Andreas Slettvoll, Chief Executive of carbon impact specialists CHOOOSE, believes offsetting, despite its flaws, will be around for decades. “Is it a long-term solution? No. Is it better than doing nothing? I think so,” he says.

“Today there is not enough SAF available, so some type of offsetting is needed, and it will probably still be needed in 2040 or 2050. Will that be the same type of offsetting as today? I hope not, I hope we will see more (carbon) removals.”

Even if SAF production gears up in Europe, Slettvoll points out there will be parts of the world that lag. “There is no SAF in Latin America or Africa, so how do those airlines contribute and more importantly, how do their passengers address it?
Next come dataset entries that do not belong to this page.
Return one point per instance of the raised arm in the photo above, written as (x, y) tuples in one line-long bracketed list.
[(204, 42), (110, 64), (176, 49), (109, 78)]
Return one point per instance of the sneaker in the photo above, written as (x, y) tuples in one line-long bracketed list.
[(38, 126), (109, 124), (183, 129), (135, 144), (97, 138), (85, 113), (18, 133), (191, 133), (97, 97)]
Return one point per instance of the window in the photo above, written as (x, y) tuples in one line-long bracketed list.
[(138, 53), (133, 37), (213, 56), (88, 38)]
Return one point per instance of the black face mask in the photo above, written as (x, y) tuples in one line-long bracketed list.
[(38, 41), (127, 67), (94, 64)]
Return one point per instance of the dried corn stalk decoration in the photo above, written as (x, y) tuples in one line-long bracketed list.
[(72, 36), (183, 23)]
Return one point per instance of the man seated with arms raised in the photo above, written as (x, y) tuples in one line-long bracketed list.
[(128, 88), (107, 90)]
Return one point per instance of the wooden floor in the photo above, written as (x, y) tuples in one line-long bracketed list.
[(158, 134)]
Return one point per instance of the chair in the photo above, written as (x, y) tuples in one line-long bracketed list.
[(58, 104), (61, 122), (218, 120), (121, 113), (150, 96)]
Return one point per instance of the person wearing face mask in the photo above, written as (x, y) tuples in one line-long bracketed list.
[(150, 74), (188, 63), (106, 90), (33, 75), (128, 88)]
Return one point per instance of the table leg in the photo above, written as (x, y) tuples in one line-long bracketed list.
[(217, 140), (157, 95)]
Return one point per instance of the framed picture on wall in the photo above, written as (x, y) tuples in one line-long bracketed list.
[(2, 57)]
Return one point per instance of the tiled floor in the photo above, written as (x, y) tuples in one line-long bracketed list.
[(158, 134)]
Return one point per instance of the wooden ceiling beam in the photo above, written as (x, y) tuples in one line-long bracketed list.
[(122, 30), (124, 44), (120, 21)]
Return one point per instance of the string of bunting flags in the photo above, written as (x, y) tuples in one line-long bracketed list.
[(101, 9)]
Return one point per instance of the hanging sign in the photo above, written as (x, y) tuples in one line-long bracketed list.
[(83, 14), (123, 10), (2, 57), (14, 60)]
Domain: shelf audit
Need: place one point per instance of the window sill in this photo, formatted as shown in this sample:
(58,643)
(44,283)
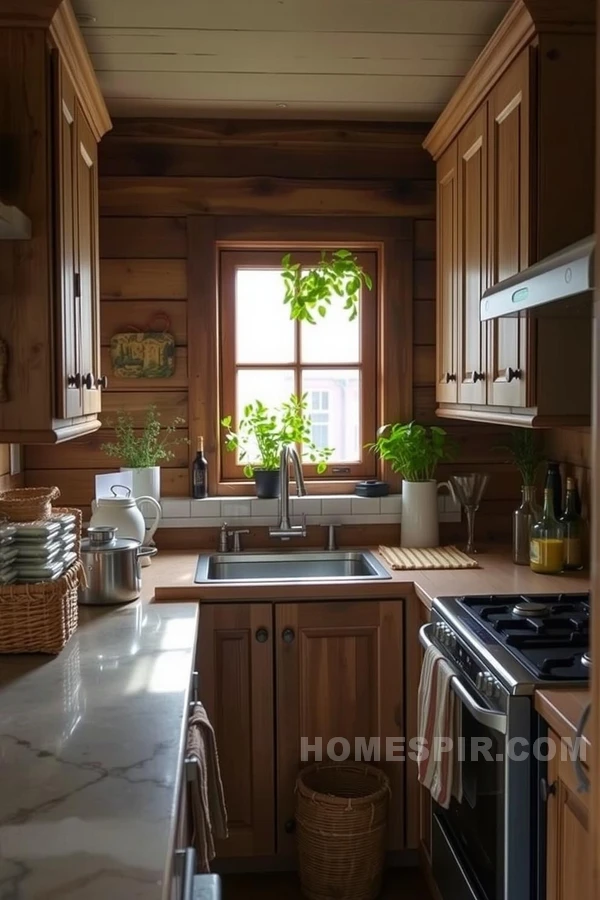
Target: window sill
(342,509)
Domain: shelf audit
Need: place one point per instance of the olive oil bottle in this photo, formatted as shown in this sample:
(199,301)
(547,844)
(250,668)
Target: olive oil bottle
(573,527)
(547,546)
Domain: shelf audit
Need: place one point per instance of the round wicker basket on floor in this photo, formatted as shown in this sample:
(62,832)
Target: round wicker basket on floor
(341,820)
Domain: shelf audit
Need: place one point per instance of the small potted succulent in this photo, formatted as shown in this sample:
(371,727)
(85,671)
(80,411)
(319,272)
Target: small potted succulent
(261,435)
(414,452)
(309,291)
(142,453)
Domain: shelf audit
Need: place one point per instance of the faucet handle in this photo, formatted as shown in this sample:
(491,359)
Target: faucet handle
(331,543)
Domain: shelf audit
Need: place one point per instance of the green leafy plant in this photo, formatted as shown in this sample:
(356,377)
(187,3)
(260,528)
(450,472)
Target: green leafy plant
(262,433)
(525,452)
(309,291)
(149,448)
(413,450)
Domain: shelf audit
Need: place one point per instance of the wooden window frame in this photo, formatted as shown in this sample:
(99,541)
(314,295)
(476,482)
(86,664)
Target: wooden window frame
(232,259)
(391,238)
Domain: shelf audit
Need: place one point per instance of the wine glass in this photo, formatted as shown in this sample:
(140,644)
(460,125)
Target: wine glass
(468,491)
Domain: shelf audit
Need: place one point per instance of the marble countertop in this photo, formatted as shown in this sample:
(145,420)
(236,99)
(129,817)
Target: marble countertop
(91,748)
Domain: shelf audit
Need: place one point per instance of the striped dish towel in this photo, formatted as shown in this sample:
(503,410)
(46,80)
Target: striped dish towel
(439,770)
(427,558)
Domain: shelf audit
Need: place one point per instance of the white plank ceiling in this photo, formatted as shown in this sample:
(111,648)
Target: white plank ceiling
(346,59)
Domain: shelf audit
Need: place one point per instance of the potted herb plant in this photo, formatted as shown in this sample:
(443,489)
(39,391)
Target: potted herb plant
(309,291)
(261,435)
(524,452)
(143,453)
(415,452)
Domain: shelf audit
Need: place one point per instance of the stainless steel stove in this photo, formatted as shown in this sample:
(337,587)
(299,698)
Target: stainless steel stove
(502,648)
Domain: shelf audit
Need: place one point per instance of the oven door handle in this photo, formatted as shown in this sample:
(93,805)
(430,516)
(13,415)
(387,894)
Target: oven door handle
(495,720)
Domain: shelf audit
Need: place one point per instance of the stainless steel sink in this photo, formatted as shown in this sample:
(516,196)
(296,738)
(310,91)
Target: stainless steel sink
(296,566)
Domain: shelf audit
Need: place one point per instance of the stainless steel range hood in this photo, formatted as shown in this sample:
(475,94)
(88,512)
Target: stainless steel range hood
(564,274)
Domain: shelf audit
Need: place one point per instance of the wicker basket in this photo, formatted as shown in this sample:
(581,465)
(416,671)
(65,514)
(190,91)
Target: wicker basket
(40,618)
(341,821)
(27,504)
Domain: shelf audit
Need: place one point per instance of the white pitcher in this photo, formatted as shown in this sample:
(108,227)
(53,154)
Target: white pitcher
(123,513)
(420,526)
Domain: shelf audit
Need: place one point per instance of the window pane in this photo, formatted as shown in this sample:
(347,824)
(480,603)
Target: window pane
(334,406)
(264,332)
(332,339)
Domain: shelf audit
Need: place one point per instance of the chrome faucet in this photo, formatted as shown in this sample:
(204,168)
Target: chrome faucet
(285,530)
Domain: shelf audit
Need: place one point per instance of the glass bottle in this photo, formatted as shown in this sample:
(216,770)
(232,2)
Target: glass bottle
(573,526)
(524,518)
(547,546)
(554,483)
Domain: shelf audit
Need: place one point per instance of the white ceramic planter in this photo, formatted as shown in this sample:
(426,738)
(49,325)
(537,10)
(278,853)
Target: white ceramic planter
(420,527)
(146,481)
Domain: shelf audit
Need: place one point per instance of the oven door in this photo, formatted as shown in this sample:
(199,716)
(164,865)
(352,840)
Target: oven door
(478,842)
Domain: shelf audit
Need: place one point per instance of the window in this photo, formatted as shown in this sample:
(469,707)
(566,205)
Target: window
(267,356)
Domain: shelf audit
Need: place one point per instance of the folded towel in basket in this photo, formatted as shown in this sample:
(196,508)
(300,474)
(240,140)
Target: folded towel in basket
(439,721)
(209,814)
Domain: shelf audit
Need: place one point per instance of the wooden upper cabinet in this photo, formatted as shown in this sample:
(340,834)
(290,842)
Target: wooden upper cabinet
(54,116)
(339,673)
(569,844)
(472,257)
(447,275)
(235,667)
(67,335)
(509,235)
(522,121)
(88,264)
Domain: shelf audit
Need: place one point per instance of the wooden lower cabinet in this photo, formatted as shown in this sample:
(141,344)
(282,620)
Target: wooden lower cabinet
(339,674)
(271,674)
(235,667)
(569,842)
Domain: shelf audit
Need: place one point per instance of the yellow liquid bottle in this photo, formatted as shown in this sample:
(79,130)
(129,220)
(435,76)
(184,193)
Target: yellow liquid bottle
(547,546)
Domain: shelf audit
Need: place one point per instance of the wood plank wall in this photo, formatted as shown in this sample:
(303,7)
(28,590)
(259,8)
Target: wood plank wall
(155,172)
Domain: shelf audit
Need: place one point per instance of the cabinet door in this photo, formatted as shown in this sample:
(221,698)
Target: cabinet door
(339,675)
(88,264)
(68,375)
(509,228)
(447,275)
(235,665)
(472,258)
(569,844)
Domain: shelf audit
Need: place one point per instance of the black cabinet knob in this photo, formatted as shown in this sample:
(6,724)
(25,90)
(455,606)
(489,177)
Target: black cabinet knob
(547,790)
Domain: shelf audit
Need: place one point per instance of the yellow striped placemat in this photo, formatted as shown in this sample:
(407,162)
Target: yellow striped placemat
(427,558)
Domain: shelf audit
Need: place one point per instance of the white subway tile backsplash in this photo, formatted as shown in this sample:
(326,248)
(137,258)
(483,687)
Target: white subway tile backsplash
(264,507)
(391,504)
(336,506)
(175,507)
(309,506)
(365,506)
(231,509)
(209,508)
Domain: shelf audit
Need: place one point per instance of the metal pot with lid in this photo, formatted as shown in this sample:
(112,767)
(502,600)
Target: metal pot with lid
(112,567)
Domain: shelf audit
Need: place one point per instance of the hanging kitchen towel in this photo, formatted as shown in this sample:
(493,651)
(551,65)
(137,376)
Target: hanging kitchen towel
(144,352)
(439,768)
(427,558)
(209,814)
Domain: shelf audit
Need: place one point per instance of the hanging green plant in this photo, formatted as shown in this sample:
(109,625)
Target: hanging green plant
(309,291)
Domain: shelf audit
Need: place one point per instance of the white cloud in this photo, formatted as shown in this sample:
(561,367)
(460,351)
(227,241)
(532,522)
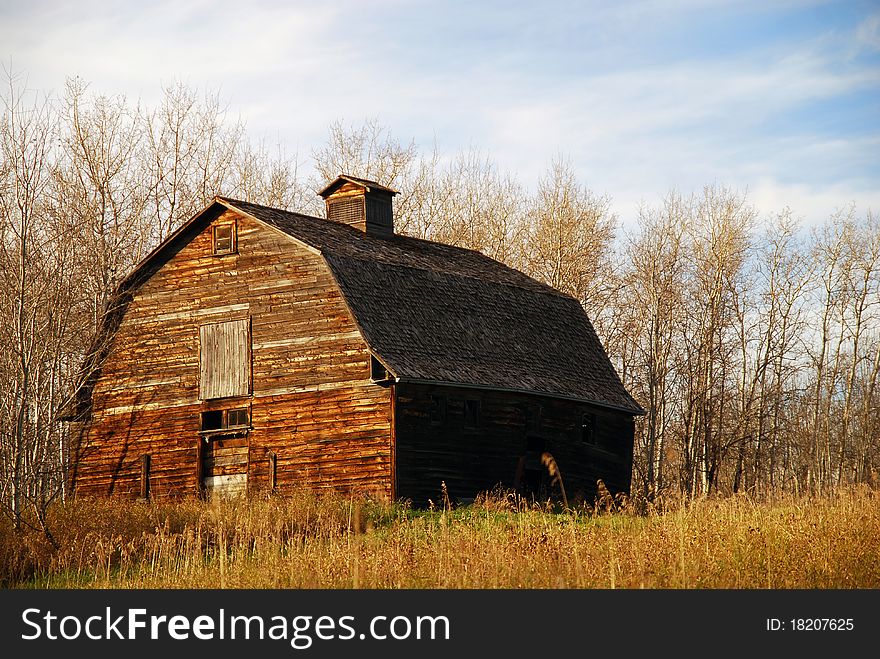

Today, I don’t see any other model than ‘book and claim’. Most airlines have no chance of local SAF access,” he argues.

When he unveiled Jet Zero, Shapps heralded it as the start of “guilt-free flying”, but many others do not see it that way, particularly with the miniscule amount of SAF available. Excuse the pun, but expect this issue to generate lots more hot air in years to come.